(Bloomberg) -- Egypt is poised to hold interest rates at an all-time high, seeking to keep a lid on inflation that’s slowing from a record despite a steep currency devaluation but may face pressure from another round of subsidy cuts.
With such caution reigning, all 10 economists in a Bloomberg survey expect the central bank to leave the benchmark deposit rate at 27.25% for a second straight meeting on Thursday. The first reduction since 2020 may come in the final quarter if the disinflationary trend continues and the US Federal Reserve makes a September cut.
“To build policy credibility, re-establish confidence in the currency and take inflation expectations lower, it’s critical that monetary policy stay tight,” said Simon Williams, economist for Central and Eastern Europe, the Middle East and Africa at HSBC Holdings Plc. “A cut now would be premature.”
The Middle East’s most populous nation is recalibrating after securing a bailout worth some $57 billion from the United Arab Emirates, International Monetary Fund and others that’s helping turn the economy around after two years of crisis. A new government appointed this month will likely be pushing ahead with IMF-backed reforms, which may include rises in fuel and electricity prices.
Global investors have piled into Egyptian debt since the currency plunged almost 40% on March 6, attracted by carry-trade returns in excess of 20%. That market may get another boost if Egypt’s inflation-adjusted interest rate finally turns positive later in the year. The figure is currently minus 0.25% after the central bank twinned Egypt’s fourth devaluation in about two years with a 600-basis point rate hike.

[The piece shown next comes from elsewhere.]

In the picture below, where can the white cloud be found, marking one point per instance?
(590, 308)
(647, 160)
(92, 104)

A slowing of Egyptian consumer prices in June for a fourth month gives reason for optimism. The index shrugged off the impact of a historic hike in the cost of subsidized bread to grow at its slowest pace since the start of 2023 — an annual 27.5% versus a record 38% last September.
That post-devaluation slowdown, which defied the predictions of many economists, showed how the Egyptian currency’s much lower value on the now-quelled local black market for US dollars had already been influencing the way retailers priced their goods.

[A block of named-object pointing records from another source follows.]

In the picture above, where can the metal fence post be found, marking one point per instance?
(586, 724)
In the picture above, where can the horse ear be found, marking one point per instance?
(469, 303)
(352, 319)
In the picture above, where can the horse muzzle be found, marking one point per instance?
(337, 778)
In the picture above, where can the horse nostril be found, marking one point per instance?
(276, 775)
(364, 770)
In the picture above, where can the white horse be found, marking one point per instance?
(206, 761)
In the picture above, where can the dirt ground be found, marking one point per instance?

Some headwinds for inflation may come from a potential gradual phasing-out of fuel subsidies and a possible rise in power tariffs later this year, although local investment bank EFG Hermes sees those as having a “relatively small effect.”
Egypt’s central bank said in May it expected a “significant decline” in inflation in the first half of 2025. The IMF also sees inflation slowing to 15.3% by the end of the fiscal year in June 2025.
The Washington-based lender’s expanded $8 billion program for Egypt puts an emphasis on maintaining tight policies. That may give the central bank another reason to delay any rate cut until after the IMF’s executive board discusses Egypt’s next program review, which was recently rescheduled to July 29.
--With assistance from Srinivasan Sivabalan.